- The Washington Times - Wednesday, September 20, 2017

President Trump pledged Wednesday to give “everything within my heart and within my soul” to forge a Middle East peace deal between Israel and the Palestinians, while Vice President Mike Pence called on the United Nations to stop encouraging anti-Semitism against Israel.

During a meeting with Palestinian Authority leader Mahmoud Abbas, Mr. Trump praised the Palestinian negotiators for “working very hard” toward achieving a peace deal.

“I will do everything within my heart and within my soul to get that deal made,” Mr. Trump told reporters in New York on the sidelines of U.N. meetings. “Israel is working very hard. Who knows, stranger things have happened. I think we have a pretty good shot — maybe the best shot ever.”

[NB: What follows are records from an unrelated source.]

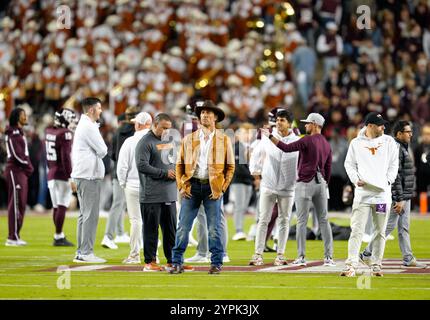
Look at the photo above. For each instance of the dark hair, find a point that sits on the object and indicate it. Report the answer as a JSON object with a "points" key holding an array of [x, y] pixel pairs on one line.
{"points": [[87, 103], [399, 126], [286, 114], [160, 117], [14, 116]]}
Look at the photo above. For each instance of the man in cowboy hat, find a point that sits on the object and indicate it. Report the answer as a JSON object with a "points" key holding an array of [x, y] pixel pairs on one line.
{"points": [[204, 170]]}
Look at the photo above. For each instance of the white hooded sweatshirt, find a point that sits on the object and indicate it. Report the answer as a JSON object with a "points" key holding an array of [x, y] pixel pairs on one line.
{"points": [[278, 169], [376, 162]]}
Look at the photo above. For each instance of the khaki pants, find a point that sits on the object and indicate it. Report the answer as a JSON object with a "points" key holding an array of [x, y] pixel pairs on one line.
{"points": [[360, 214], [135, 217]]}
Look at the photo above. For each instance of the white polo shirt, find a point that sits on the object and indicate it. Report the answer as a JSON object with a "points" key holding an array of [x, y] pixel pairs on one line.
{"points": [[202, 164]]}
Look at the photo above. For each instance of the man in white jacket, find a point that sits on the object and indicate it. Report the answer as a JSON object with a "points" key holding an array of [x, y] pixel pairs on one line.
{"points": [[87, 174], [128, 179], [278, 172], [372, 163]]}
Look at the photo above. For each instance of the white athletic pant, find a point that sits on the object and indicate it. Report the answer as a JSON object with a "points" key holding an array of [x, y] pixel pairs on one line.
{"points": [[360, 213], [285, 207], [133, 209]]}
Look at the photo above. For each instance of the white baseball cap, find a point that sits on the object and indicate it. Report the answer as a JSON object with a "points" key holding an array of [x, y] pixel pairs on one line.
{"points": [[315, 118], [142, 118]]}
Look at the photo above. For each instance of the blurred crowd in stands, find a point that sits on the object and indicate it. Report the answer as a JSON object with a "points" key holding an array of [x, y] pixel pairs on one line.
{"points": [[248, 56]]}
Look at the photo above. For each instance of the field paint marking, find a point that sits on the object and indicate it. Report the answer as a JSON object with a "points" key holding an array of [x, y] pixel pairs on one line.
{"points": [[87, 268], [216, 286]]}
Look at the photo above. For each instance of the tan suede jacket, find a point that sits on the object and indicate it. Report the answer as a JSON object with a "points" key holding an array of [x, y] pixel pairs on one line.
{"points": [[220, 162]]}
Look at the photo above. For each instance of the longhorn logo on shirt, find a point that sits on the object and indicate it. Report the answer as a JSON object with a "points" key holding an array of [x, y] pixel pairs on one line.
{"points": [[374, 149]]}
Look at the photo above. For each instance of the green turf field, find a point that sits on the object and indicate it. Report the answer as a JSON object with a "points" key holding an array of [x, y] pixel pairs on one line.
{"points": [[21, 276]]}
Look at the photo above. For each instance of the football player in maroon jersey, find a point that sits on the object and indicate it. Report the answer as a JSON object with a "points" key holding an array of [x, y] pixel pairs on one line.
{"points": [[58, 139]]}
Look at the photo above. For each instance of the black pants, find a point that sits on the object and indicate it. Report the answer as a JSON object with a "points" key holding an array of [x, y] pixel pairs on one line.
{"points": [[154, 215]]}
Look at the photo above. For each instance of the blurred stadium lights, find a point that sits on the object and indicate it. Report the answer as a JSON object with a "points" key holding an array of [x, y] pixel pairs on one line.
{"points": [[289, 10], [259, 24]]}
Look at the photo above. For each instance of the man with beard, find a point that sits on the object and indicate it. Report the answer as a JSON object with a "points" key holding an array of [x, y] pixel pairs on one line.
{"points": [[372, 164], [314, 172]]}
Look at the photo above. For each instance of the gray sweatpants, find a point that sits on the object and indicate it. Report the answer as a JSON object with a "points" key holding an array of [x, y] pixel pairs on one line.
{"points": [[307, 194], [241, 195], [402, 223], [115, 220], [202, 232], [89, 200]]}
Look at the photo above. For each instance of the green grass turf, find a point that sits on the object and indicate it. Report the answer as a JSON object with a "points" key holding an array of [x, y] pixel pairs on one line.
{"points": [[21, 278]]}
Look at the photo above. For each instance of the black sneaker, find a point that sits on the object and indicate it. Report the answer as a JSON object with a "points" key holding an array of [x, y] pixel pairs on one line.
{"points": [[214, 270], [268, 249], [63, 242], [176, 269]]}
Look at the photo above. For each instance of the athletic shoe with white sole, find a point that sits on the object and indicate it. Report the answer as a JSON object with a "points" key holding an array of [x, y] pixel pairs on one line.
{"points": [[197, 259], [376, 271], [414, 263], [239, 236], [132, 260], [367, 238], [256, 260], [300, 261], [124, 238], [191, 241], [280, 260], [88, 258], [108, 243], [365, 257], [328, 261], [348, 271]]}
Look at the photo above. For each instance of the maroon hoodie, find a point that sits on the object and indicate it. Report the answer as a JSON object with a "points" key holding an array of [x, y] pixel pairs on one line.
{"points": [[17, 151]]}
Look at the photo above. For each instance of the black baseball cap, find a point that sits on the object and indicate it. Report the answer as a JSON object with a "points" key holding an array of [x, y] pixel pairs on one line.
{"points": [[374, 118]]}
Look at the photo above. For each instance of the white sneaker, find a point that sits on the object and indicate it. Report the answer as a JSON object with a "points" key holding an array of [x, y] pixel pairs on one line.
{"points": [[328, 261], [256, 260], [191, 241], [132, 260], [88, 258], [108, 243], [300, 261], [124, 238], [367, 238], [348, 271], [15, 243], [280, 260], [239, 236], [197, 259], [252, 233]]}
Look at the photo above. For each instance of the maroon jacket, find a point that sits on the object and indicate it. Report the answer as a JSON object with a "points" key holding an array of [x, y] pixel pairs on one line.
{"points": [[17, 151], [314, 154], [58, 153]]}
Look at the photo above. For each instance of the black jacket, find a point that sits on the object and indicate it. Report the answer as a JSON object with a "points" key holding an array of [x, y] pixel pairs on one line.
{"points": [[125, 131], [404, 186]]}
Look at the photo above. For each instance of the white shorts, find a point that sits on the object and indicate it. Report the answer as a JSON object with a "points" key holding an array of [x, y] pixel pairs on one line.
{"points": [[60, 192]]}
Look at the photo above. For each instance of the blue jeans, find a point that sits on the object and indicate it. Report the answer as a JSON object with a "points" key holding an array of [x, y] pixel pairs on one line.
{"points": [[189, 208]]}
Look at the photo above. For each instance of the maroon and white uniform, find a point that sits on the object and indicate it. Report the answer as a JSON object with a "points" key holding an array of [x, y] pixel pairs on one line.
{"points": [[18, 169], [58, 155]]}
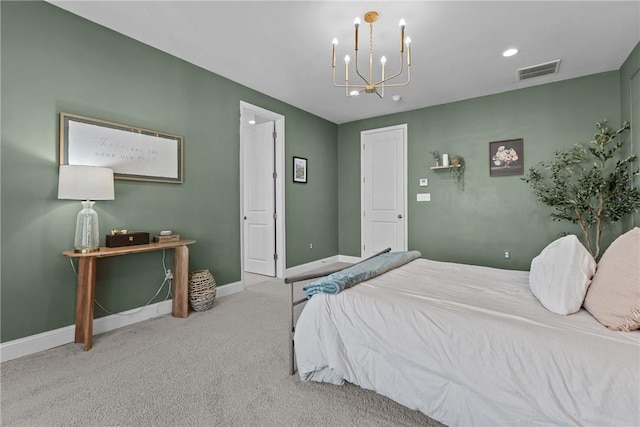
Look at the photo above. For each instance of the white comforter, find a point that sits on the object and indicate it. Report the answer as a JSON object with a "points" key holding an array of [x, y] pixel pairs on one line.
{"points": [[471, 345]]}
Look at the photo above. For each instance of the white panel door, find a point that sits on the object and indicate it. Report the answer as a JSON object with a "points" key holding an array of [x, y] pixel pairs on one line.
{"points": [[383, 190], [259, 200]]}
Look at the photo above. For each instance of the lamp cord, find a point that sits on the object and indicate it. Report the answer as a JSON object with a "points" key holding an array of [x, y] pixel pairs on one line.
{"points": [[166, 279]]}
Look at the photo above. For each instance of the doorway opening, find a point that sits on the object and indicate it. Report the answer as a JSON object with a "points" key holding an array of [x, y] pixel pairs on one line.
{"points": [[262, 233]]}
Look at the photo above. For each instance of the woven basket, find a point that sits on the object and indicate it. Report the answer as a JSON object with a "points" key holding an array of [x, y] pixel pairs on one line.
{"points": [[202, 290]]}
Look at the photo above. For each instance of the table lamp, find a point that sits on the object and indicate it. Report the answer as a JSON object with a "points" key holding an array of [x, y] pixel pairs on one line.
{"points": [[86, 183]]}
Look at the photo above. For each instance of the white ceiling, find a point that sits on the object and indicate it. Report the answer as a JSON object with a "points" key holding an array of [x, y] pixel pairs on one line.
{"points": [[283, 48]]}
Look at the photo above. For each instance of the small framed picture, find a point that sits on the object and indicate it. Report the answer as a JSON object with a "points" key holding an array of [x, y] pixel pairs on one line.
{"points": [[300, 170], [506, 157]]}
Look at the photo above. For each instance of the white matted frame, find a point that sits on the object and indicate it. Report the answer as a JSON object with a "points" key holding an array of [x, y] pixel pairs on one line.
{"points": [[133, 153]]}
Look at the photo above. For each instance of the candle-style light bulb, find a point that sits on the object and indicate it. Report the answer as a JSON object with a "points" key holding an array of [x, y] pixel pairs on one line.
{"points": [[334, 42], [402, 25], [383, 61], [356, 23], [346, 69]]}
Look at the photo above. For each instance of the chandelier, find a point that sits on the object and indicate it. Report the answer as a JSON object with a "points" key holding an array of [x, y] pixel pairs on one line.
{"points": [[370, 85]]}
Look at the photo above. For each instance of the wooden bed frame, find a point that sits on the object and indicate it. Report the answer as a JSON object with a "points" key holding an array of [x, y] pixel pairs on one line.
{"points": [[300, 278]]}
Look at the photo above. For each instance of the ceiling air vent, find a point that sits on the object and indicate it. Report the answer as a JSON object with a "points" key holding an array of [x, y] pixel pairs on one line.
{"points": [[539, 70]]}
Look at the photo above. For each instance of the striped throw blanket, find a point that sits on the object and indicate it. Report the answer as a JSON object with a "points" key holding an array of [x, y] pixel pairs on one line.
{"points": [[343, 279]]}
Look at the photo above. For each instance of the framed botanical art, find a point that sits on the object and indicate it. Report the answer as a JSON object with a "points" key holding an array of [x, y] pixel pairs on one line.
{"points": [[300, 170], [506, 157]]}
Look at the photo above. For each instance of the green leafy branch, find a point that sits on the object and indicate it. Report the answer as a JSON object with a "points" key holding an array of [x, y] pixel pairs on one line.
{"points": [[589, 185]]}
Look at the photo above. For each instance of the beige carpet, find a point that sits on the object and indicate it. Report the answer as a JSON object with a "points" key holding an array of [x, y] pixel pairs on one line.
{"points": [[223, 367]]}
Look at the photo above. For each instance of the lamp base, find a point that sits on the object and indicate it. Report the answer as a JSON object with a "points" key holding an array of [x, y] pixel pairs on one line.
{"points": [[86, 251]]}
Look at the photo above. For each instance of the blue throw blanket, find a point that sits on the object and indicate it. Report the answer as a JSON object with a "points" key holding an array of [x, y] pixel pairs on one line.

Mr. Abbas said it would be “the deal of the century.” He said the Trump administration’s negotiators, including White House senior adviser Jared Kushner and special envoy Jason Greenblatt, have met with the Palestinians more than 20 times in eight months.

“We are very certain that you, Mr. President, are determined to reach real peace in the Middle East,” he told Mr. Trump. “And this gives us the assurance and the confidence that we are on the verge of real peace between the Palestinians and the Israelis.”

Mr. Abbas noted that the Jewish holiday of Rosh Hashanah was taking place this week within 24 hours of Muslims celebrating the new Islamic year.

“And this is a very sweet coincidence that we can celebrate the new year together within a 24-hour period, and if this is an indication to anything, it means that we can coexist peacefully together,” he said.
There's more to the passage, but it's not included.